3

I'm having trouble wrapping my head around the restrictions on CUDA constant memory.

  1. Why can't we allocate __constant__ memory at runtime? Why do I need to compile in a fixed size variable with near-global scope?

  2. When is constant memory actually loaded, or unloaded? I understand that cudaMemcpytoSymbol is used to load the particular array, but does each kernel use its own allocation of constant memory? Related, is there a cost to binding, and unbinding similar to the old cost of binding textures (aka, using textures added a cost to every kernel invocation)?

  3. Where does constant memory reside on the chip?

CUDA Architecture

I'm primarily interested in answers as they relate to Pascal and Volta.

Community
  • 1
  • 1
Mikhail
  • 7,749
  • 11
  • 62
  • 136
  • no, each kernel does not get or use its own allocation of `__constant__` memory. There are no binding/unbinding costs. `__constant__` memory is a **logical** space.
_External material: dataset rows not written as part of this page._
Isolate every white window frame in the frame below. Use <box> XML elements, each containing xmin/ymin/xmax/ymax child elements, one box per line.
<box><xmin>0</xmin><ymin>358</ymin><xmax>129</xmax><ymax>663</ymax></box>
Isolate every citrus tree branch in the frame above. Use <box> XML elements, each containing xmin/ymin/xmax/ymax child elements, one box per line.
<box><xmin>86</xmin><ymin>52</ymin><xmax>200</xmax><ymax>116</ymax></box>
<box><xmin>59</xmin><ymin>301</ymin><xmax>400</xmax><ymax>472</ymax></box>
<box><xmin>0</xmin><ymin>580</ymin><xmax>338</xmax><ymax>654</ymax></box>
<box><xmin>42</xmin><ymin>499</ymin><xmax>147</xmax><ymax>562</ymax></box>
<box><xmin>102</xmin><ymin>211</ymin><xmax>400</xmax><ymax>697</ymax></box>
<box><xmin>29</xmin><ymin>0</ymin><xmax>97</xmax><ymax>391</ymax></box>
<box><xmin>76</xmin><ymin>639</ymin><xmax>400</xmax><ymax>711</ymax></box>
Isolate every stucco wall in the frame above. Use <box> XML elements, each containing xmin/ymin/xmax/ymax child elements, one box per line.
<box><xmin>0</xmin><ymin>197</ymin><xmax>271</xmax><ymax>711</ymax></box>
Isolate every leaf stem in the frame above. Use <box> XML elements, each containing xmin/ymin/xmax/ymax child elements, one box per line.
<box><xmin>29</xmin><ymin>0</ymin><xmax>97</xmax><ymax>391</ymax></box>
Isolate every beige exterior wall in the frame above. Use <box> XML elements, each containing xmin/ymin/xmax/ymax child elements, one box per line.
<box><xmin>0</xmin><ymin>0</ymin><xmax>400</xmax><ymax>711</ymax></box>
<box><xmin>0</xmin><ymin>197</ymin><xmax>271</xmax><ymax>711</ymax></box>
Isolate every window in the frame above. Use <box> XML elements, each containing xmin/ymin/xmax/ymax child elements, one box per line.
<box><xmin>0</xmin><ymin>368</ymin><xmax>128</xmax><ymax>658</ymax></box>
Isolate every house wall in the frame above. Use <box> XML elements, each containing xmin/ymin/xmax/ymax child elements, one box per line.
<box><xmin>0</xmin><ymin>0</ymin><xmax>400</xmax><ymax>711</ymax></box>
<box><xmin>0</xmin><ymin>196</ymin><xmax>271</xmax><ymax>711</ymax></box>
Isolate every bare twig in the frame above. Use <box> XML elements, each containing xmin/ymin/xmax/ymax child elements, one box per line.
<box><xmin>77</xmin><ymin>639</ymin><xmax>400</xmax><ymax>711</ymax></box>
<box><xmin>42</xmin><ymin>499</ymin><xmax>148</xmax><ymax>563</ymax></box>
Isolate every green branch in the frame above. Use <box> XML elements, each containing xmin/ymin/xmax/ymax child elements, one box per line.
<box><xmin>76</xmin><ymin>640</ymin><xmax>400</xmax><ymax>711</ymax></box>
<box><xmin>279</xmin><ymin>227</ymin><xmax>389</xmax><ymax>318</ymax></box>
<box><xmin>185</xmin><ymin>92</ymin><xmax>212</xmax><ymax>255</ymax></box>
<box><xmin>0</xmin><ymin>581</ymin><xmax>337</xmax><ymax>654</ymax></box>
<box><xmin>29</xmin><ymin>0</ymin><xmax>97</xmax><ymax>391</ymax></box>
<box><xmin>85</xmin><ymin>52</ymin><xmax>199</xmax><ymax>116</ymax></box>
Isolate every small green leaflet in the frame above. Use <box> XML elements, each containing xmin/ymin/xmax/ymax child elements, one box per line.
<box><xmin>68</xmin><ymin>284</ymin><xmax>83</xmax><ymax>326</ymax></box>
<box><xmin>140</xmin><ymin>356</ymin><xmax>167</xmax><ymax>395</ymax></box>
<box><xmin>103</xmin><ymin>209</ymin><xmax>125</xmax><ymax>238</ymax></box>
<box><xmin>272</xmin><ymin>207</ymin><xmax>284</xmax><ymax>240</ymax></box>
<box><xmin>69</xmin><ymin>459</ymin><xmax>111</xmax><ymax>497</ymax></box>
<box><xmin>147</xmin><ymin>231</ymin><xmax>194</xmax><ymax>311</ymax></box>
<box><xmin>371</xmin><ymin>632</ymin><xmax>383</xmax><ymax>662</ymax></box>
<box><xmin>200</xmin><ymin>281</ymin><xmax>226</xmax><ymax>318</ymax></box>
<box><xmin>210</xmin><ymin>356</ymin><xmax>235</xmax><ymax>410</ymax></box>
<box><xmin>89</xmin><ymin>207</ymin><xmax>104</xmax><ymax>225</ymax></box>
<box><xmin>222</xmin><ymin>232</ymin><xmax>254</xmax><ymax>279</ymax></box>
The physical backing consists of a particular region of DRAM plus the constant caches. The constant caches are a per-SM resource. The DRAM is an off-chip resource. The maximum size of the logical space is 64KB. That does not mean that each per-SM cache is 64KB. The actual size of the constant caches is not well specified and may change from one GPU arch to another, but is on the order of 8KB per SM. – Robert Crovella Aug 11 '17 at 03:24
  • @RobertCrovella So, when are the constant caches unloaded? Is it loaded/unloaded for each invocation? Among other things, I'm worried about a few huge `__constant__` objects in unrelated parts of my code, potentially exceeding the const cache size. – Mikhail Aug 11 '17 at 03:29
  • @RobertCrovella Also, I understand its a logic space but I'm not sure what else lives in the physical mapping to that space (trying to wrap my mind around some of the limits of the constant cache) – Mikhail Aug 11 '17 at 03:31
  • Constant caches, like most other caches that I am familiar with, are loaded as you make accesses to (`__constant__`) memory. Isn't that how most caches work? There is no explicit "loading" or "unloading" of a cache that I am familiar with. At a basic level, a cache is a transparent entity from the programmer's perspective. If you are asking are there any global invalidations of the constant caches, I'm pretty sure that information is not specified anywhere. One of the ramifications of "not specified" is that it could change at any time, therefore an "answer" given today may be wrong tomorrow. – Robert Crovella Aug 11 '17 at 03:36
  • @RobertCrovella Well its explicitly loaded through `cudaMemcpytoSymbol`, so it doesn't feel like a traditional cache. Certainly not like the x86 cache were stuff is magically "cached". Feels more like shared memory but with more restrictions. – Mikhail Aug 11 '17 at 03:37
  • No, `cudaMemcpyToSymbol` loads the underlying physical backing, i.e. DRAM. And it will flow through the L2, (didn't mention that above), but **by definition** it does not flow through the constant caches (they are read-only in character, and do not permit or track writes). `__constant__` **memory** is initialized that way. The constant caches behave the way most other caches behave (as you make accesses to the underlying data). An x86 cache only caches the things that are in DRAM, and those things are in DRAM because you, as the programmer, explicitly put them there, through some mechanism. – Robert Crovella Aug 11 '17 at 03:39

1 Answers1

5

It is probably easiest to answer these six questions in reverse order:

Where does constant memory reside on the chip?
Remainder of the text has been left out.